At the heart of the show are the costumes and props used by the actors that have become synonymous with the iconic characters. Included are Walter's yellow Oxford shirt, matching Khaki pants, and jacket; the yellow hazmat suits worn by him and his partner-in-crime Jesse Pinkman (Aaron Paul); and the black hat, pants, and jacket as well as green shirt he wears while posing as his meth-king alter ego Heisenberg. The exhibition's curator, Barbara Miller, mentions in the show's press release the importance of including "shifts in costume color palette and a series of symbolic props" that are visual keys to the character's changes.

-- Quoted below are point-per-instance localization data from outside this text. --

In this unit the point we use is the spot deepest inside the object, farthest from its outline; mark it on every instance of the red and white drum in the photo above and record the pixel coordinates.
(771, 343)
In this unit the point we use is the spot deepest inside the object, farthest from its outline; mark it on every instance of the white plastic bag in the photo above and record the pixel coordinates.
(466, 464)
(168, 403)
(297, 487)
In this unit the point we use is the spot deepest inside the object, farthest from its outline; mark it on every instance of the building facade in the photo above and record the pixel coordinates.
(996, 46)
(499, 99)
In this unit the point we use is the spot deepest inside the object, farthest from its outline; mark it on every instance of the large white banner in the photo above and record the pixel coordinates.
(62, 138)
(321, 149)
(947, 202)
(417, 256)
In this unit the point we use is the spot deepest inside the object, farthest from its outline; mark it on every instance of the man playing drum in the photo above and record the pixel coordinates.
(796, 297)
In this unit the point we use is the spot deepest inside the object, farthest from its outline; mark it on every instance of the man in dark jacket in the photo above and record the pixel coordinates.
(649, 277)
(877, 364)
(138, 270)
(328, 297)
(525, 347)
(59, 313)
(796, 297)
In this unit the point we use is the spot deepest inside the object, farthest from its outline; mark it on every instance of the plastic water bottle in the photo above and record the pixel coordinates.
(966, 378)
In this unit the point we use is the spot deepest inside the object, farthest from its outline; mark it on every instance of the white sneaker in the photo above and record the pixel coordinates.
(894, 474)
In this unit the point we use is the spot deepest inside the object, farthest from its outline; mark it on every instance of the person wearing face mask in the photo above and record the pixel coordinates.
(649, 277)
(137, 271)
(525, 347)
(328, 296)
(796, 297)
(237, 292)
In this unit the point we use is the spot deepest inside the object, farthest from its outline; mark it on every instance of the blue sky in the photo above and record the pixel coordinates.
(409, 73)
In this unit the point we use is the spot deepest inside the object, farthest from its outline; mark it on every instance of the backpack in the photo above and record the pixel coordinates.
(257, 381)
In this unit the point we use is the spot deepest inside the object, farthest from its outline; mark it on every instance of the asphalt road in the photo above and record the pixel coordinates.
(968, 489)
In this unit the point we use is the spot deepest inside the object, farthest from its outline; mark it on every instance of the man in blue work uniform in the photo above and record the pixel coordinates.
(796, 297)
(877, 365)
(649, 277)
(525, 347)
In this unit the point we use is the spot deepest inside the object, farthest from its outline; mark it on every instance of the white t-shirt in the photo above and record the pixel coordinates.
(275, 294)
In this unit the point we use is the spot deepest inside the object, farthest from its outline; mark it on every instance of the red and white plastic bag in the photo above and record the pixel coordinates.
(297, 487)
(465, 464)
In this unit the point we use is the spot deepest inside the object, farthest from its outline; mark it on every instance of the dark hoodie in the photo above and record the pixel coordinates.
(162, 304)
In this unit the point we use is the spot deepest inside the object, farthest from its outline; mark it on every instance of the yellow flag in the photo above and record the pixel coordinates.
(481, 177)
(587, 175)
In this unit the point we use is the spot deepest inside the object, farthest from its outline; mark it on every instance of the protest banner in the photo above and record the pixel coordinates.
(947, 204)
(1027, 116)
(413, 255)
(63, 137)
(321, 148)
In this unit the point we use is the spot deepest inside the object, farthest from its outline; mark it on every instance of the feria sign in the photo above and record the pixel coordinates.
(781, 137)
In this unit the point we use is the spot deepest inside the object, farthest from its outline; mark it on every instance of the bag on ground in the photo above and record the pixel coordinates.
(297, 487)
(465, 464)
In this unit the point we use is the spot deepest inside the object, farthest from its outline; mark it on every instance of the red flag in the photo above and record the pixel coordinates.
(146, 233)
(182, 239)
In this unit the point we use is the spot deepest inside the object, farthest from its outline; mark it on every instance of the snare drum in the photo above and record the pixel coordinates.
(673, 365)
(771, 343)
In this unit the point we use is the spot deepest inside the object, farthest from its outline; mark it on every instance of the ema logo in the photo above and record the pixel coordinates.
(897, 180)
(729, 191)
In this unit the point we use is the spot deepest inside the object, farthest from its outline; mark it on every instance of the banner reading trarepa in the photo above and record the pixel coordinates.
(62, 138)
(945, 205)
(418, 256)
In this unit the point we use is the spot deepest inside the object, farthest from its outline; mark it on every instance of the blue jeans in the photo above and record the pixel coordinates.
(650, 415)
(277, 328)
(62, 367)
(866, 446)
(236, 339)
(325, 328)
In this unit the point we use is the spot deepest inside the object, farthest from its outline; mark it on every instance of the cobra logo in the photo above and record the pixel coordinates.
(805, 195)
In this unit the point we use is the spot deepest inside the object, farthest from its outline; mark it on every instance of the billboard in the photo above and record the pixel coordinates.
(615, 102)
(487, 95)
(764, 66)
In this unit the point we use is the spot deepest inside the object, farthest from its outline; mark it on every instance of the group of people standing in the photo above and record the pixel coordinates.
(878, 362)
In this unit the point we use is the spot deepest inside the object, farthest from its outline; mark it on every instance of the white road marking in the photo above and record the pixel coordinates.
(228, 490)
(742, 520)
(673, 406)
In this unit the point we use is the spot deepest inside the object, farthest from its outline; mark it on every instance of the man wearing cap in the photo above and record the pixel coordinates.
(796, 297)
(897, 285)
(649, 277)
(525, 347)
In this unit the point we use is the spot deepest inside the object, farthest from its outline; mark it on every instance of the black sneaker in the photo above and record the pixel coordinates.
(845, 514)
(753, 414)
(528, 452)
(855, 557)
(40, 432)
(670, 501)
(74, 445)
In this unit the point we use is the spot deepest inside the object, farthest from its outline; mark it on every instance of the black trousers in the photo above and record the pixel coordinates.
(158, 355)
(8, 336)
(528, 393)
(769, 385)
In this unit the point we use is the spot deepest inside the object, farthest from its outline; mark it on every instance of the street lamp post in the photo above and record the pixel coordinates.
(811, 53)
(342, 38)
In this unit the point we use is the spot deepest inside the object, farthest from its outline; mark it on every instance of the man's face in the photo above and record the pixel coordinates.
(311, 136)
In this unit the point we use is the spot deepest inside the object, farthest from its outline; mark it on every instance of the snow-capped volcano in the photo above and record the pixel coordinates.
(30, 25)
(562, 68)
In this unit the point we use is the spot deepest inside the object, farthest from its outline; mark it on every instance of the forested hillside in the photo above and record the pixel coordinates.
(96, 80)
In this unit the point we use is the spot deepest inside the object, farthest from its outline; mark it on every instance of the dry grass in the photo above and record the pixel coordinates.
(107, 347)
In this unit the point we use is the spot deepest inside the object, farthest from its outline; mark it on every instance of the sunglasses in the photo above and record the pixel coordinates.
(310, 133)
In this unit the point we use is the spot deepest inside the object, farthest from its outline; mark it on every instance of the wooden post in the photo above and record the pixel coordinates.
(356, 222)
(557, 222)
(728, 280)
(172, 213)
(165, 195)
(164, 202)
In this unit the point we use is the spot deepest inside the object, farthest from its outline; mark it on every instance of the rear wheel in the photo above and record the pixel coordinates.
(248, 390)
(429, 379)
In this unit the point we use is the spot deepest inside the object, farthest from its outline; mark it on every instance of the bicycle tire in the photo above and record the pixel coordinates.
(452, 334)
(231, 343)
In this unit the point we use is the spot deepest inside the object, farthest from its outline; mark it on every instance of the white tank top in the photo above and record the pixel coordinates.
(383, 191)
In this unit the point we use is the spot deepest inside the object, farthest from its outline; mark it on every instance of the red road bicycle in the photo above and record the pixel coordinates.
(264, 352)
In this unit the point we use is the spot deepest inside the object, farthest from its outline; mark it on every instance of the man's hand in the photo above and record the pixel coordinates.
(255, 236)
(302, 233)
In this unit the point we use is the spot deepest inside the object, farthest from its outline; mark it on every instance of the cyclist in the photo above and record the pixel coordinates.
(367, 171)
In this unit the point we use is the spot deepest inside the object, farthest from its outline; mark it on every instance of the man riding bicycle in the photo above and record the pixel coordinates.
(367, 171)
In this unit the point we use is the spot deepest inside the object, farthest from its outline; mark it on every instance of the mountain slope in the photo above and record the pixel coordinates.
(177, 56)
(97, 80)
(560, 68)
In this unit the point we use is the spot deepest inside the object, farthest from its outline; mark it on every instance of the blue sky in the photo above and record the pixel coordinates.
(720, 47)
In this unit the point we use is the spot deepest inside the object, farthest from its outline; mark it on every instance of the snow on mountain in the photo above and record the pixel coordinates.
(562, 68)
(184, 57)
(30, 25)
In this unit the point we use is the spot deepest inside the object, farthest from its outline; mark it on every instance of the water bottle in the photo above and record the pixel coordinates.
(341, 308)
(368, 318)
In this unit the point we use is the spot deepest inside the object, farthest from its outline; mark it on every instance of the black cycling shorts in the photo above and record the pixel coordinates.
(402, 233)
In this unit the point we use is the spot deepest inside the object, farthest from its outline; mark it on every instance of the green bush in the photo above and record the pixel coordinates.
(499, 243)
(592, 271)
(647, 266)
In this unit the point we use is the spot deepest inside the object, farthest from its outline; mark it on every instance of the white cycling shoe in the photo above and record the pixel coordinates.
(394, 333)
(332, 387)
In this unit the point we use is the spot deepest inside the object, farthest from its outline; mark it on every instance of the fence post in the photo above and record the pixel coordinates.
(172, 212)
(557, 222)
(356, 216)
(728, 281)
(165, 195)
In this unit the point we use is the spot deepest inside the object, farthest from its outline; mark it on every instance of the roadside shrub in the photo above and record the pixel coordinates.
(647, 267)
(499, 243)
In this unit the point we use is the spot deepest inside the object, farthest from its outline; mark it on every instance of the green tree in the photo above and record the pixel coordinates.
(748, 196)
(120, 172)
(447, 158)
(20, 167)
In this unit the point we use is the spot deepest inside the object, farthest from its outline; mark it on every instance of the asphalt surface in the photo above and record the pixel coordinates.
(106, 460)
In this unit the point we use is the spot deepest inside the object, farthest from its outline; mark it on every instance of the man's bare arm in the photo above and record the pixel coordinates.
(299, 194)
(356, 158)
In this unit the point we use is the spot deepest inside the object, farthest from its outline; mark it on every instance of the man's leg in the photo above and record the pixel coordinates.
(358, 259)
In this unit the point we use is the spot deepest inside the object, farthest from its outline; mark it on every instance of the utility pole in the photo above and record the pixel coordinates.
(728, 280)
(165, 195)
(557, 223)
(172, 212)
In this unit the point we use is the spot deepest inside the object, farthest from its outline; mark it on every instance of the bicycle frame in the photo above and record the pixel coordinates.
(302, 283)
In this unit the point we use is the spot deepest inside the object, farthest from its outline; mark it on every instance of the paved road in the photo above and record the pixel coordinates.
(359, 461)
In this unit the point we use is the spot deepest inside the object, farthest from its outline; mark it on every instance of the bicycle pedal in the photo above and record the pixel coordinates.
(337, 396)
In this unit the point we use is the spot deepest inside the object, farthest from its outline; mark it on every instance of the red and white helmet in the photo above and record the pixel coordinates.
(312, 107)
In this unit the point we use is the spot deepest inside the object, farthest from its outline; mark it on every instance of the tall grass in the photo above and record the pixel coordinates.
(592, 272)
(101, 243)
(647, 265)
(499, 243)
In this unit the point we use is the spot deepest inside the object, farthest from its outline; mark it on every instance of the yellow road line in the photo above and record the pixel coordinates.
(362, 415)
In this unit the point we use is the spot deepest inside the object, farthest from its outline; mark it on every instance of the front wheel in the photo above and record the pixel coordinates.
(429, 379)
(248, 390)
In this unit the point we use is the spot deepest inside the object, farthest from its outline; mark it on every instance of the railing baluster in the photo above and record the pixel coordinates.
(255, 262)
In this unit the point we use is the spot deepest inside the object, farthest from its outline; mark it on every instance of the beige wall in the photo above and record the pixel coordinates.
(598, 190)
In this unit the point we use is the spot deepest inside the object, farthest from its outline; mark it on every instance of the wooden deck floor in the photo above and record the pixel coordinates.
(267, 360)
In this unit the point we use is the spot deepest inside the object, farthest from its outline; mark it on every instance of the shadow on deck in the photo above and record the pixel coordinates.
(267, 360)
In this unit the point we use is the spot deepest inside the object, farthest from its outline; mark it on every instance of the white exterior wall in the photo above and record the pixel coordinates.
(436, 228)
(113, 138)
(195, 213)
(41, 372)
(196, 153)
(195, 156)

What can we deduce just by looking at Walter's color choices? The series begins with the demure, shy chemistry teacher who has just found out he has inoperable lung cancer and wears a daily uniform of yellow and khaki -- safe choices. While making the illegal substance that drives White towards his destiny as Heisenberg, he wears a yellow hazmat suit -- probably because he's most comfortable in his own element while in the lab. The methamphetamine ("crystal meth") that earns him a spot as a drug kingpin is so pure that its color is actually blue. And as Walter nears a more permanent transition to the aggressive, proud, and violent Heisenberg, he most notably wears green -- a combination of yellow and blue. Perhaps a metaphoric chemical fusion of the substance that has forced him out of his emotional shell and into a life of crime, and the motivation to leave something behind for his family has occurred, transitioning him into the eerily green-hued palette of Heisenberg. The visual clues laid out in the exhibition -- and the upcoming final episodes -- will give us our answers.